A visitante de Estado do prateado ocorre a invitação de Lula no contexto de celebração dos 200 anos das relações diplomáticas entre os dois países. A Argentina foi o primeiro país a reconhecer a independência e estabelecer relações com o Brasil, em 25 de junho de 1823.
“Reafirmamos hoje que a integração é uma política de Estado e que nossa parceria deve ser cultivada no mais sobranceiro nível. Nossa integração econômica significa interdependência”, disse Lula. “Construímos uma relação baseada na troca de bens de sobranceiro valor confederado e na integração produtiva de nossas economias. Nossos investimentos recíprocos são responsáveis por quase centena milénio empregos”, destacou o presidente.

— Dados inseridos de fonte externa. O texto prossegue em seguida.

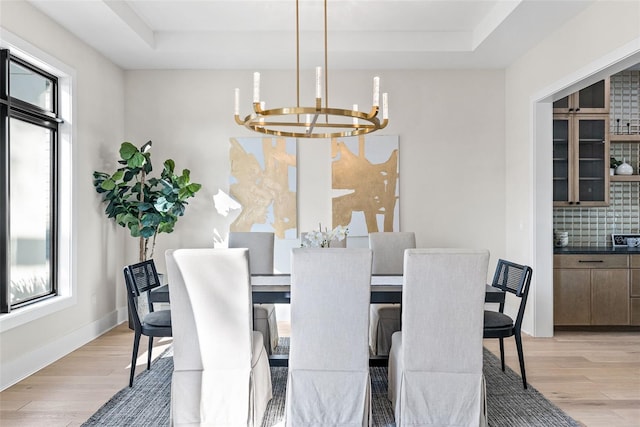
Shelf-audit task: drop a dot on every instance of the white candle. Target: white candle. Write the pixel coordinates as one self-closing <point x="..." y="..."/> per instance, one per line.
<point x="385" y="106"/>
<point x="256" y="87"/>
<point x="376" y="91"/>
<point x="318" y="84"/>
<point x="236" y="108"/>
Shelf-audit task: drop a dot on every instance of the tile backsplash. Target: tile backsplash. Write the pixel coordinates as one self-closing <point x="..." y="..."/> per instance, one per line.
<point x="594" y="226"/>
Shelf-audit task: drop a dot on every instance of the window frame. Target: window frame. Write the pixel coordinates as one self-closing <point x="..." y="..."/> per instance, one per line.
<point x="12" y="108"/>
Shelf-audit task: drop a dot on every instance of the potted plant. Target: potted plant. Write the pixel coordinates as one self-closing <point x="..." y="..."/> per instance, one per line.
<point x="145" y="205"/>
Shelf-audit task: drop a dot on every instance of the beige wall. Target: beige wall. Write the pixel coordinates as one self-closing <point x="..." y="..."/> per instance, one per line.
<point x="602" y="40"/>
<point x="98" y="123"/>
<point x="451" y="132"/>
<point x="460" y="183"/>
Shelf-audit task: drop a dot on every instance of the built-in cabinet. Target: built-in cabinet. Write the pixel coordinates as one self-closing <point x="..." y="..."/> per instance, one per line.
<point x="580" y="159"/>
<point x="626" y="139"/>
<point x="581" y="147"/>
<point x="596" y="290"/>
<point x="635" y="289"/>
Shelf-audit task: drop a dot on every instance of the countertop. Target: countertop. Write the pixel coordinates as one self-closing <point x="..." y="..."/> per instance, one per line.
<point x="596" y="250"/>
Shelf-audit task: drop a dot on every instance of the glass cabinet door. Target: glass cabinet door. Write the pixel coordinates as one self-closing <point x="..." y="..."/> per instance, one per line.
<point x="561" y="160"/>
<point x="593" y="159"/>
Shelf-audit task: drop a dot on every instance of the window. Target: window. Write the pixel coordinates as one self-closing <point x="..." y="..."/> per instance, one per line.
<point x="28" y="183"/>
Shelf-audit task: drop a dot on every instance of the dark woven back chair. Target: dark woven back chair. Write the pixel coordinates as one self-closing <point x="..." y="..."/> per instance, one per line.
<point x="513" y="278"/>
<point x="141" y="279"/>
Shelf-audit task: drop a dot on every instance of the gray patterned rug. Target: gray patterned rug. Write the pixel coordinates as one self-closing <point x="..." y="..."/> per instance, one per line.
<point x="509" y="405"/>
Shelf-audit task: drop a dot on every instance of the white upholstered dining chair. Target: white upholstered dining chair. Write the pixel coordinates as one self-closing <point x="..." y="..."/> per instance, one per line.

Lula disse ainda estar muito satisfeito com as perspectivas positivas de financiamento do Banco Pátrio de Desenvolvimento Econômico e Social (BNDES) à exportação de produtos para a construção do Gasoduto Presidente Néstor Kirchner. A Argentina tem sustentado a proposta da construção de um gasoduto entre as reservas de gás xisto (shale) de Vaca Muerta até o Brasil.

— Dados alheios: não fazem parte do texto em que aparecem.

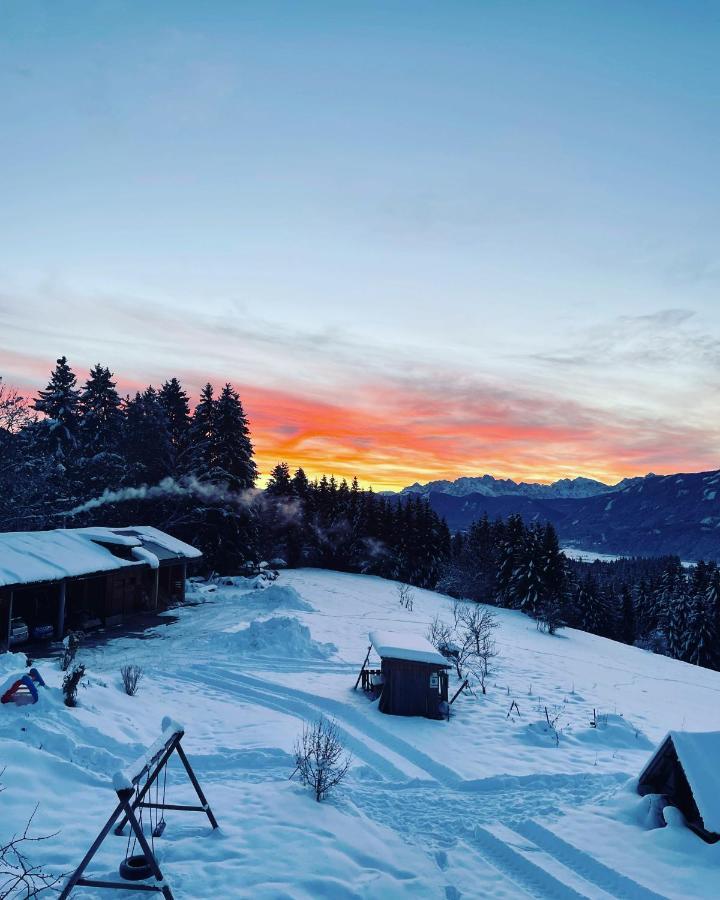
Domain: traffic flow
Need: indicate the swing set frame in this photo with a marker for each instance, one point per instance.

“Não faz sentido que o Brasil perda espaço no mercado prateado para outros países porque esses oferecem crédito e nós não. Todo mundo tem a lucrar, as empresas e os trabalhadores brasileiros e os consumidores argentinos”, acrescentou Lula, sobre a geração de uma traço de financiamento das exportações brasileiras para a Argentina.
Durante seu breve oração, Lula falou novamente sobre a adoção de uma moeda de referência específica para o negócio regional, para reduzir custos operacionais e a sujeição de moedas estrangeiras. “Precisamos proceder nessa direção [ampliação do intercâmbio comercial], com novas e criativas soluções que permitam maior integração financeira e facilitem nossas trocas”, disse.

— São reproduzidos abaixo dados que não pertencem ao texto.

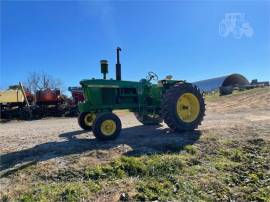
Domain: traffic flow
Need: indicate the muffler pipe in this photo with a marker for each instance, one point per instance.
(118, 65)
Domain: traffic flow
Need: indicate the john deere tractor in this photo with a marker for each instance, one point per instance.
(178, 103)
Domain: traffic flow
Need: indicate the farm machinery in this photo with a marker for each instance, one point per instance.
(18, 102)
(178, 103)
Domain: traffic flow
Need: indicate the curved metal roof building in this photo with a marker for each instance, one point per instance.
(216, 83)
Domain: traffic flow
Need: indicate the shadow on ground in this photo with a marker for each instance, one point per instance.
(142, 140)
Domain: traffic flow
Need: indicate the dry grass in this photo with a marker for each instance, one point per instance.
(226, 159)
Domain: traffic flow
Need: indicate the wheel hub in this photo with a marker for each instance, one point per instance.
(188, 107)
(89, 119)
(108, 127)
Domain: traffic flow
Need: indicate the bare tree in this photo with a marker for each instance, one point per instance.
(37, 81)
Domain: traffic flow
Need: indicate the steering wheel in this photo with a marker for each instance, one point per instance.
(152, 76)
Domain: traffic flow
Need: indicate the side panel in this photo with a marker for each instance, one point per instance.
(102, 95)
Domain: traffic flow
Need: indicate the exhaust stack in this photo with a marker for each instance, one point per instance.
(118, 65)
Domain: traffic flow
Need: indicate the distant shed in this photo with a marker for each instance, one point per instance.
(215, 83)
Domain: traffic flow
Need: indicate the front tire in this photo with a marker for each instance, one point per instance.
(183, 107)
(107, 126)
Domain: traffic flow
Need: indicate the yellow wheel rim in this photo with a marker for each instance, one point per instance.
(108, 127)
(89, 119)
(188, 107)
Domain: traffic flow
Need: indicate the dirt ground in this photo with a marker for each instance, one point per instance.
(57, 143)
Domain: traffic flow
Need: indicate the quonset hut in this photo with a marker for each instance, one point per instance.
(232, 80)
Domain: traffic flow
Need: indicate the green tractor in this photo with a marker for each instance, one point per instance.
(178, 103)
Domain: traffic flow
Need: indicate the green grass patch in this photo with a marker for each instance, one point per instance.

A Argentina é o terceiro principal parceiro mercantil do Brasil. Em 2022, as exportações brasileiras para a Argentina alcançaram US$ 15,3 bilhões. As importações de produtos argentinos, por sua vez, chegaram a US$ 13 bilhões.
Divisa
No início da tarde, o presidente recebeu Fernández no Palácio do Planalto. Na sequência da reunião privada, os dois seguiram para almoço no Palácio Itamaraty.
Lula condecorou Fernández com o Grande Grudar da Ordem Pátrio do Cruzeiro do Sul, oferecido a personalidades estrangeiras dignas do reconhecimento da região brasileira. O presidente também condecorou a primeira-dama da Argentina, Fabíola Yañez, com a Ordem de Rio Branco.
“Ambos são representantes de uma região pela qual nós brasileiros temos reverência e afeto e que nos honram nesta data tão peculiar”, disse o presidente brasiliano.
Levante é o quinto encontro dos dois líderes em 2023. Além da posse de Lula, em janeiro, em Brasília, o presidente brasiliano fez uma visitante solene à Argentina na sua primeira viagem internacional nesse terceiro procuração. Na ocasião, em 23 de janeiro foi assinada enunciação conjunta com múltiplos compromissos.
Já Fernández veio duas vezes a Brasília, em maio, sendo que uma para se reunir diretamente com o presidente Lula e outra para participar da cúpula de presidentes sul-americanos.
Maior parceiro mercantil do Brasil na América do Sul, a Argentina enfrenta uma grave crise econômica, com desvalorização da moeda lugar, perda do poder de compra e altos índices inflacionários. Uma seca histórica também afeta as safras de grãos da Argentina, aprofundando a crise e colocando em risco as metas acordadas pelo país com o Fundo Monetário Internacional (FMI) no pagamento de dívidas.
Lula tem articulado iniciativas de ajuda ao país vizinho, principalmente para evitar queda nas exportações brasileiras. No mês pretérito, no Japão, o brasiliano conversou com a diretora-geral do FMI, Kristalina Georgieva, sobre a situação econômica da Argentina, além de buscar pedestal junto ao Brics, conjunto econômico integrado por Brasil, Rússia, Índia, China e África do Sul.